Дельфина пыталась сдержать слезы. Я, не колеблясь, с успехом делал то же самое. Нет ничего приятнее, чем произносить слова печали, когда знаешь, что новое блаженство уже ждет тебя.
— Боже мой, как мы любили друг друга, — прошептала она, сжимая мою руку…
Я не испытывал никакого стыда. Никаких угрызений совести. Напротив, я устроил так, что Дельфина чувствовала себя виноватой. В чем? У меня не было ни малейшего понятия. Это ей следовало заглянуть в себя и понять, в чем она провинилась передо мной. Чувствуешь себя виноватой? Значит, есть за что. Потом, глядя в ее прекрасные глаза, я убедил себя, что немного печали только усилит мою радость. В конце концов, не она ли сама говорила мне, что ждет в итоге всякую страсть? Благородство характера, жар притворный или естественный, нежность, преданность. Все это улетучилось от радости большей, чем я надеялся. Но потому, что я должен был в свою очередь казаться грустным, я попросил ее позволить мне уйти. Она мне ответила, что у нее не будет сил оставаться одной в этом ресторане, который так часто был нам убежищем, и она предпочитает уйти первой.
Когда она вышла, я заметил, что все-таки было время обеда, и официанты, унюхавшие драму, успокоились, увидев мой аппетит. Все казалось в порядке с этой стороны. Я вытащил себя из этой длинной истории, как вытаскивают руку из перчатки.
С молодыми девицами было еще проще — мне достаточно было исчезнуть. Те, что поразвратнее, моей измены даже не заметили. Менее занимательные настаивали на встречах, и я отвечал им коротко и жестко, что должно было навести их на мысль о моей испорченности.
Но так соблазнительно было демонстрировать чувствительным созданиям стальной профиль. Они бичуют себя, стоит тебе нахмуриться. Они огорчаются до того, как ты успеваешь их упрекнуть. Они загубят свою жизнь. Они это знают. Они хотят начать сразу же.
Лучшие среди них, может быть, запомнят урок и однажды отыграются на самом слабом. Это — извечная и нескончаемая война.
В течение дней, которые я посвятил этой серии разрывов, я себя вел, как гнусный тип. Время от времени остаток морали мешал мне полностью наслаждаться моей гнусностью. Из-за суеверия я боялся, что судьба отомстит, уготовив мне впоследствии такие же унижения. Однако я себя успокоил, думая, что судьбе нет смысла поддерживать равновесие добра и зла. Равно как и наказывать тех, которые злоупотребляют ее временными милостями. Я подыскивал примеры, чтобы оправдать себя, — напрасно: все в истории страстей утверждало обратное.
Позже, когда я снова встретился с Авророй и имел слабость позволить ей узнать, что она с этого времени — единственная женщина в моей жизни, она мне ответила режущим голосом:
— Я ненавижу чувства, которые вызываю.
42
С самого начала между нами было ее тело. И это тело, всегда отсутствующее, разлучало нас. Она говорила мне:
— Это не очень важно…
Иногда мне попадались подобного рода тела — и мне это бывало неприятно. Но обитавшие в них женщины, как правило, воспринимали свое безразличие как проклятие. Они его оплакивали. Они горевали или притворялись, будто испытывают наслаждение.

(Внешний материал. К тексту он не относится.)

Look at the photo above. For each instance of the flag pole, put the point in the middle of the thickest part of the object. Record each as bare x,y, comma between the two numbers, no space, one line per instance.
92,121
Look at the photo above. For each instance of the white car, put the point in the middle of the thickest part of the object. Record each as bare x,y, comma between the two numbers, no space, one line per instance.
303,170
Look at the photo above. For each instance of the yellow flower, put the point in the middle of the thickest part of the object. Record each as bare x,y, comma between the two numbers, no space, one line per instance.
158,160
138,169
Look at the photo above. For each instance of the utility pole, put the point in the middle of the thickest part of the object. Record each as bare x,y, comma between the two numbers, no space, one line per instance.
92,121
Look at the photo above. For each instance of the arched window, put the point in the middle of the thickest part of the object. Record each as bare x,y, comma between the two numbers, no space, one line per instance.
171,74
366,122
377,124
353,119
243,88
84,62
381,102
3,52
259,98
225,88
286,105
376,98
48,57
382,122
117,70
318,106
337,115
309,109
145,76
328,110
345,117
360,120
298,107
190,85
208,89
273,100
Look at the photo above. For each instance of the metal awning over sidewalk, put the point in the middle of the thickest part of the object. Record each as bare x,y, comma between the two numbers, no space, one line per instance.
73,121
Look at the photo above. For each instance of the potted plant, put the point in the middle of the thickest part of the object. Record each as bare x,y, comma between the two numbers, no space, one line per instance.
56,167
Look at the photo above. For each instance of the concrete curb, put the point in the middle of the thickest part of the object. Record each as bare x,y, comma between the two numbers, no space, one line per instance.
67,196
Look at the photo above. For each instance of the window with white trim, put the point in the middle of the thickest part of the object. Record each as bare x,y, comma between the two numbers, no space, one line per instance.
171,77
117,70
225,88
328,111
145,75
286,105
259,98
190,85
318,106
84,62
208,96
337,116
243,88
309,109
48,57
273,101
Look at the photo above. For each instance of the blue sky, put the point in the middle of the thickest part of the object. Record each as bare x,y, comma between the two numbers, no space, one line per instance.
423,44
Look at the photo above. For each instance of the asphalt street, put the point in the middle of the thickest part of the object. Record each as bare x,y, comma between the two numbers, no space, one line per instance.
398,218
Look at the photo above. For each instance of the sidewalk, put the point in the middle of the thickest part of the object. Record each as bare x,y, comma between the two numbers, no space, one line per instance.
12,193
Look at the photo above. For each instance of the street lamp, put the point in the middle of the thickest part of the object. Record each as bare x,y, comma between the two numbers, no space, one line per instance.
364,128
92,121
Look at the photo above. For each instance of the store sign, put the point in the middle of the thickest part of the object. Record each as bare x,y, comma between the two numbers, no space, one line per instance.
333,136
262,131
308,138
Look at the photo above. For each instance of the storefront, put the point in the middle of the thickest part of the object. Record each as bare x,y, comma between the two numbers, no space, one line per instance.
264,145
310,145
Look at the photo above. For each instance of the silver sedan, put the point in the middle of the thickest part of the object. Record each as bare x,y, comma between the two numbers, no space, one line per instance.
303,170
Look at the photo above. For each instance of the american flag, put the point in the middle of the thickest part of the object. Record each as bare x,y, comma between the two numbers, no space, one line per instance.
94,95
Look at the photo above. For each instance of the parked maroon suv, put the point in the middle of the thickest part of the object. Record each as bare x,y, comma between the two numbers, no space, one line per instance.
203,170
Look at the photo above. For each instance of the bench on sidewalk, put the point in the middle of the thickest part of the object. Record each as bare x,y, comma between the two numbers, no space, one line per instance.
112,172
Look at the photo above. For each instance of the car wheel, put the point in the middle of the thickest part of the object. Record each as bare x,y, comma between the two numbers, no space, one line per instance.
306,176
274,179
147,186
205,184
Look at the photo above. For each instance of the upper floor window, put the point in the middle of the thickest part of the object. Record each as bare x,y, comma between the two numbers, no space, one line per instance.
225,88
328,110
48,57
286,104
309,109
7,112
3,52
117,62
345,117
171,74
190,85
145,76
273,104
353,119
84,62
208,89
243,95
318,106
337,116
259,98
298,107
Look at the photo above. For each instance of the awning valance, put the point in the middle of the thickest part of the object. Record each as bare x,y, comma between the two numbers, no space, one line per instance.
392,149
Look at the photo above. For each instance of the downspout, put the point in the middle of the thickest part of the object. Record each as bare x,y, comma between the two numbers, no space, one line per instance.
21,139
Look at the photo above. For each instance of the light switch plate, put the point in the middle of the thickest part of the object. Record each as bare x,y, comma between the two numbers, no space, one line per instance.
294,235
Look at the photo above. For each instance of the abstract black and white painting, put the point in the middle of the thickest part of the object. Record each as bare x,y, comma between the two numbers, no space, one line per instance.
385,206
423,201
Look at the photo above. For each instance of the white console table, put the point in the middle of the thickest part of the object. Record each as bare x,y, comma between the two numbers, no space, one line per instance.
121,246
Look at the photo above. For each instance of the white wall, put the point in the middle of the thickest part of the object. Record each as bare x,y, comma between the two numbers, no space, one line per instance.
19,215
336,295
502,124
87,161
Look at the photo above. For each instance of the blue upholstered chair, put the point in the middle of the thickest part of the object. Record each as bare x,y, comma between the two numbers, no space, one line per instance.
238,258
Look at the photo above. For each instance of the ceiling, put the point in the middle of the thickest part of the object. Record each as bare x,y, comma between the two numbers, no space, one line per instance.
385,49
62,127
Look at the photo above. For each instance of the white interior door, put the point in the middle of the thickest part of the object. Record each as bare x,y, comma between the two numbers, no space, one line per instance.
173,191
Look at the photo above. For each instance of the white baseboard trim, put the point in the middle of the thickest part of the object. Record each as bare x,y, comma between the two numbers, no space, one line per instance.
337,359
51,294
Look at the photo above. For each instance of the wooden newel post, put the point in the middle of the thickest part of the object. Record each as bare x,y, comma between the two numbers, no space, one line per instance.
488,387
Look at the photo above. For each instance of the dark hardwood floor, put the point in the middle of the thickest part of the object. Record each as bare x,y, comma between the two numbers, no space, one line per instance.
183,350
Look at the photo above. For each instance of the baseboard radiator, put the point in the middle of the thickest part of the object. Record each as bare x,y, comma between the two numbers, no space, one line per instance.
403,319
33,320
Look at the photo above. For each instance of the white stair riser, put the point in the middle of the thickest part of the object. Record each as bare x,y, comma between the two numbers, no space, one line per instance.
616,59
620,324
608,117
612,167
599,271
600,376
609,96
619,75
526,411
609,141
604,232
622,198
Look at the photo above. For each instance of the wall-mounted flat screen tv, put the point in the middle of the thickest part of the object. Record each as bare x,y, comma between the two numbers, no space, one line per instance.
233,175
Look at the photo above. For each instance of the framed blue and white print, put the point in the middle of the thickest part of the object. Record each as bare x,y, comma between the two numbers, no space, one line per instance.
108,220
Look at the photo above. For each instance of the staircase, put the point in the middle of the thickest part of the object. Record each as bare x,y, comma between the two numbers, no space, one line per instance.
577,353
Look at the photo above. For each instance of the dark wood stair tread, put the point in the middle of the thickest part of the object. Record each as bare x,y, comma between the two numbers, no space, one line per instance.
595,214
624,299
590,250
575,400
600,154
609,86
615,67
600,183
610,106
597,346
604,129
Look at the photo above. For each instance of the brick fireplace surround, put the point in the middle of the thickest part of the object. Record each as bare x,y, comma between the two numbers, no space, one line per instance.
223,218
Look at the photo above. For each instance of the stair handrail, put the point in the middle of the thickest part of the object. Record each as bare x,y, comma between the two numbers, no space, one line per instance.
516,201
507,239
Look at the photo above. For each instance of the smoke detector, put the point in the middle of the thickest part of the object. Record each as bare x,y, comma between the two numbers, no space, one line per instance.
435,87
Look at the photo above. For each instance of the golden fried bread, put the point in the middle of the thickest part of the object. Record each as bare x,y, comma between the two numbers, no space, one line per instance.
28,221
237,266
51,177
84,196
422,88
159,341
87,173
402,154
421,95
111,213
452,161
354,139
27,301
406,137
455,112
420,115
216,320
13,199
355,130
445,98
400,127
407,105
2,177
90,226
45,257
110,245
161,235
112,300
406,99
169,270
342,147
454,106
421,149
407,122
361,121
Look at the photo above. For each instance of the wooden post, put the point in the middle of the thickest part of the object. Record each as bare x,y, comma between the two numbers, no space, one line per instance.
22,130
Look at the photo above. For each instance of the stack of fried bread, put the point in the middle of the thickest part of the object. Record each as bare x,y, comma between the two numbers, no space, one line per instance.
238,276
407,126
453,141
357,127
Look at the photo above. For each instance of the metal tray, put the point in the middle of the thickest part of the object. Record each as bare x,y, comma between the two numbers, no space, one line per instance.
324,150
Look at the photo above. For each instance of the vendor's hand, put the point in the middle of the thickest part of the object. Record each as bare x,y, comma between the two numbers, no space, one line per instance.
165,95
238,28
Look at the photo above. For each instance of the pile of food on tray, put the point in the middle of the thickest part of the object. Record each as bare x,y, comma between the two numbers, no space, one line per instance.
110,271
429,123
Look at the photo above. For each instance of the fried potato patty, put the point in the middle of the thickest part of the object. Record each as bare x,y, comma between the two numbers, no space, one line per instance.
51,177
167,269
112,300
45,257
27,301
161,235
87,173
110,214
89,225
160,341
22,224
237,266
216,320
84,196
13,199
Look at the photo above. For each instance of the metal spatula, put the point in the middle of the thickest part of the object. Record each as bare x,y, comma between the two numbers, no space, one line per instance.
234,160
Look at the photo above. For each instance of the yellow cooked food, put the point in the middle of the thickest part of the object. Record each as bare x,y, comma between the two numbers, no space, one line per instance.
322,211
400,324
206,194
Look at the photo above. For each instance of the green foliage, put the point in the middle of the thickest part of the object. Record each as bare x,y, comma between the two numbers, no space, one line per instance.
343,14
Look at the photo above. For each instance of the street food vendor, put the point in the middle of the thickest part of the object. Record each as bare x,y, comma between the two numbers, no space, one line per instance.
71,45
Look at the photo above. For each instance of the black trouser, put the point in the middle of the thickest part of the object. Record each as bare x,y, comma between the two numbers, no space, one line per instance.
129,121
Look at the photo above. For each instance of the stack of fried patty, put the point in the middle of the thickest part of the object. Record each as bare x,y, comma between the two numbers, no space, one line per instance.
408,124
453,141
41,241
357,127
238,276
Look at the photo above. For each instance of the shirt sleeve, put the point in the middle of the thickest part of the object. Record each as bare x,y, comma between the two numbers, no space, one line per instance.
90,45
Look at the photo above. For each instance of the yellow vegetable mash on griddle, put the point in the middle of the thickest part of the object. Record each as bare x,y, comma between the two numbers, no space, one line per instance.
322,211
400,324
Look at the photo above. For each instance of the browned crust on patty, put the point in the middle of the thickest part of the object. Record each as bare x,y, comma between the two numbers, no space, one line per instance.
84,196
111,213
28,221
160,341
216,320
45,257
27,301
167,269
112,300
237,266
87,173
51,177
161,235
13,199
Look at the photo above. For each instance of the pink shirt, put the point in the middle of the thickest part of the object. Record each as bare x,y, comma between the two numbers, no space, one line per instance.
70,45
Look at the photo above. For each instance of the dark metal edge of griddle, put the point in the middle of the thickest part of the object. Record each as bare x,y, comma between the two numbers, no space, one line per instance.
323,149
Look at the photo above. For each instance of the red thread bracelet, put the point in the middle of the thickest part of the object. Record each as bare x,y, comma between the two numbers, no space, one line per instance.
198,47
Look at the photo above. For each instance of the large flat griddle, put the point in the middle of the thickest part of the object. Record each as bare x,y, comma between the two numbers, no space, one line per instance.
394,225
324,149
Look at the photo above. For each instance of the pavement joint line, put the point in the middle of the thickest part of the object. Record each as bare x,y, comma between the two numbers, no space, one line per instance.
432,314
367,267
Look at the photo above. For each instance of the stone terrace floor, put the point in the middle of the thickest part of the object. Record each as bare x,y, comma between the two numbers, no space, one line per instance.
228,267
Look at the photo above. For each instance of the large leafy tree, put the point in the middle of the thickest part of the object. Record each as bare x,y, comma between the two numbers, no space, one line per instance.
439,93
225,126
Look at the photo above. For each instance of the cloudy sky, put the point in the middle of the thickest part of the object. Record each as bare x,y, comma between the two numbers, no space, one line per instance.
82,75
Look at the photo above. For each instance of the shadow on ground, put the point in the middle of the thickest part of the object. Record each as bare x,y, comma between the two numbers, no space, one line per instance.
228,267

Любопытно, но Аврора казалась довольной в этом теле, почти покинутом ею. Она им пользовалась, как доспехами из прекрасной плоти, мягкой, послушной, механистичной. Там она была вне досягаемости. Она не сожалела о своем удовольствии. Она ему не доверяла.
Самое странное, что эта холодность очень быстро меня привлекла. Я продвигался по этому телу, как по девственным снегам. И этот холод скоро показался мне желанным.
Стоило мне подойти к Авроре — и все то, что в ней избегало меня, удесятеряло мое возбуждение. Каждый раз я говорил себе, что она просто разжигает во мне страсть жестами, вздохами, уловками, что она просто притворяется, потому что ей что-то от меня нужно. Чем дальше, тем более я жаждал ускользавшего от меня удовольствия.
Я немедля предпочел эту холодность легкому согласию моих молодых девиц. И предсказуемому трепету Дельфины.
С Авророй я загорался, потому что хотел ее разжечь. Я считал себя облеченным некой миссией. Более того, я был убежден, что в этом ее безразличии есть какое-то изящество и девственность. Ко мне вернулось это беспокойное и забытое чувство, что в удовольствии есть что-то нечистое. Как звон стакана, говорят, всегда предвещает чью-нибудь погибель.